Schau dir Battlefield 3 an, da bekommen wir PCler auch exklusive Features und die Konsoleros müssen sich ganz hinten anstellen.


----------



## FabulousBK81 (28. Juni 2011)

*AW: Shift 2 Unleashed - Speedhunters und Legends DLC für PC kostenlos am 30. Juni 2011*

@Terminator2___Ja das stimmt aber EA hat auch einiges wieder gutzumachen,soviel müll wie
sie abgeliefert haben!


----------



## Sp3cht (28. Juni 2011)

*AW: Shift 2 Unleashed - Speedhunters und Legends DLC für PC kostenlos am 30. Juni 2011*

Guter zug von EA, die sch**** konsoleros werden ja von allen seiten gepusht, da ist es gut dass wir nun auch was vom kuchen abkriegen.


----------



## Terminator2 (28. Juni 2011)

*AW: Shift 2 Unleashed - Speedhunters und Legends DLC für PC kostenlos am 30. Juni 2011*

Wo werden Konsolen bitte gepusht?

Die Grafik ist bei jedem Titel runtergedreht, das Spiel ist 20€ teurer, es fehlen viele PC-Exklusive Spiele.

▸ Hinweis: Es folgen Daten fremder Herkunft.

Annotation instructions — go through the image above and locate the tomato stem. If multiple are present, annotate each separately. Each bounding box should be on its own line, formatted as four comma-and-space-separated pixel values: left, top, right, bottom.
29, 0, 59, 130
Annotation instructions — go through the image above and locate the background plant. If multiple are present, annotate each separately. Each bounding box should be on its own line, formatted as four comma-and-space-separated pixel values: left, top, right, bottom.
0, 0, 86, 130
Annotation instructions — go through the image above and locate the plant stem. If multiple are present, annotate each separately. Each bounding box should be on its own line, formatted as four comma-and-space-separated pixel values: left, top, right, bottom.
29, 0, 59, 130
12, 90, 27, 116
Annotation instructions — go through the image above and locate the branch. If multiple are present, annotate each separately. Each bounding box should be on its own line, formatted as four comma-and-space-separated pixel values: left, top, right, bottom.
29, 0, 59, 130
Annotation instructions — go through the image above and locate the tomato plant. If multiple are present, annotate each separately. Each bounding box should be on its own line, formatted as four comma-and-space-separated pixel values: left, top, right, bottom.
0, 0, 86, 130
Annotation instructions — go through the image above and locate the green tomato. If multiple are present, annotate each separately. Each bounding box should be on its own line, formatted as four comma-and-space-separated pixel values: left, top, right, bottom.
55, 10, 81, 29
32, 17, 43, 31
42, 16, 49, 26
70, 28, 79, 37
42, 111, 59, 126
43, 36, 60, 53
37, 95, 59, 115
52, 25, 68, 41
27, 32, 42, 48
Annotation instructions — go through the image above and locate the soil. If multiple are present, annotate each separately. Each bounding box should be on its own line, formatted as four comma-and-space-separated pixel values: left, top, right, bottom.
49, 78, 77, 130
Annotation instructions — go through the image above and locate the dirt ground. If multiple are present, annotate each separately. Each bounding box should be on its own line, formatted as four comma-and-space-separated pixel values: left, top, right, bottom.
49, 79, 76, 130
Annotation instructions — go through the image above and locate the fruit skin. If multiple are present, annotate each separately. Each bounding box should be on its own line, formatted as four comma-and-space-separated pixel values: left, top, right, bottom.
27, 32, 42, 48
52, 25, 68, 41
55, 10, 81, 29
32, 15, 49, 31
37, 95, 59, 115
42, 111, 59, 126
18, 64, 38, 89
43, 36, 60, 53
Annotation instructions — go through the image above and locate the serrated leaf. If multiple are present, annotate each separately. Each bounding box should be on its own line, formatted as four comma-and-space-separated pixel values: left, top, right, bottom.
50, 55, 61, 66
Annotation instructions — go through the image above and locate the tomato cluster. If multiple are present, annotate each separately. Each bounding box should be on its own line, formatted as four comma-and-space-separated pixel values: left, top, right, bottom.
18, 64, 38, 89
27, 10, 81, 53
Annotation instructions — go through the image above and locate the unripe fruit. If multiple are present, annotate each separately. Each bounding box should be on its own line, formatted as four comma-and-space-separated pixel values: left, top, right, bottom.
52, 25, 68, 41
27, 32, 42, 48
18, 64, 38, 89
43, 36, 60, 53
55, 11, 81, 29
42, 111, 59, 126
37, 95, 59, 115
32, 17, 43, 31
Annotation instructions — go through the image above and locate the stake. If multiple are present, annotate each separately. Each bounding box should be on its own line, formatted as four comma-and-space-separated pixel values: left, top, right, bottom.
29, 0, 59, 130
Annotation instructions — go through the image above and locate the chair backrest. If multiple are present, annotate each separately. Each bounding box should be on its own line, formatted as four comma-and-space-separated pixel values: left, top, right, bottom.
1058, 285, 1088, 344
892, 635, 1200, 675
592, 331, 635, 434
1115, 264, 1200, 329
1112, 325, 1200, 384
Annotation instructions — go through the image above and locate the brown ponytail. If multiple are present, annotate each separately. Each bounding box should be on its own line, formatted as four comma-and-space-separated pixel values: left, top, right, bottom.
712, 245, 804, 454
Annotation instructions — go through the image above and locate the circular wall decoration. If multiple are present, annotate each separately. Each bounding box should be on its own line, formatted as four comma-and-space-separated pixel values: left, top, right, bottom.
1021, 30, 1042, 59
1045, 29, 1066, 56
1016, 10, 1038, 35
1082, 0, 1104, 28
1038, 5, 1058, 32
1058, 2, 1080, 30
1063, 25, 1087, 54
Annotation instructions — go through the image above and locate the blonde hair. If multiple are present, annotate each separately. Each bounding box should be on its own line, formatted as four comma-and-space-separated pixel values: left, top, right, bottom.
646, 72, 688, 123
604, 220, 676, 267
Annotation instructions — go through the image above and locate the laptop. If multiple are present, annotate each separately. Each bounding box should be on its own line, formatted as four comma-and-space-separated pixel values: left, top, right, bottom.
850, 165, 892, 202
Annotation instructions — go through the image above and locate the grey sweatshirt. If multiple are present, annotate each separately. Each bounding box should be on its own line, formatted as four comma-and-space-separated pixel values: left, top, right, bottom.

Ich finde das ziemlich bemitleidenswert.

Der PC wird gepusht, siehe Crysis 2, da haben wir am PC eine viel bessere Optik, ebenso Battlefield 3, Dirt 3, alle guten Titel eben.


----------



## turbosnake (28. Juni 2011)

*AW: Shift 2 Unleashed - Speedhunters und Legends DLC für PC kostenlos am 30. Juni 2011*

Zwar ein wenig OT hat aber mit Origin zu tun-
Was ich blöd finde ist das in Origin, "ab 18" Titel NUR zwischnen 23:00 und 6:00 gekauft werden kann. In Steam ist das meiner Meinung nach anders.


----------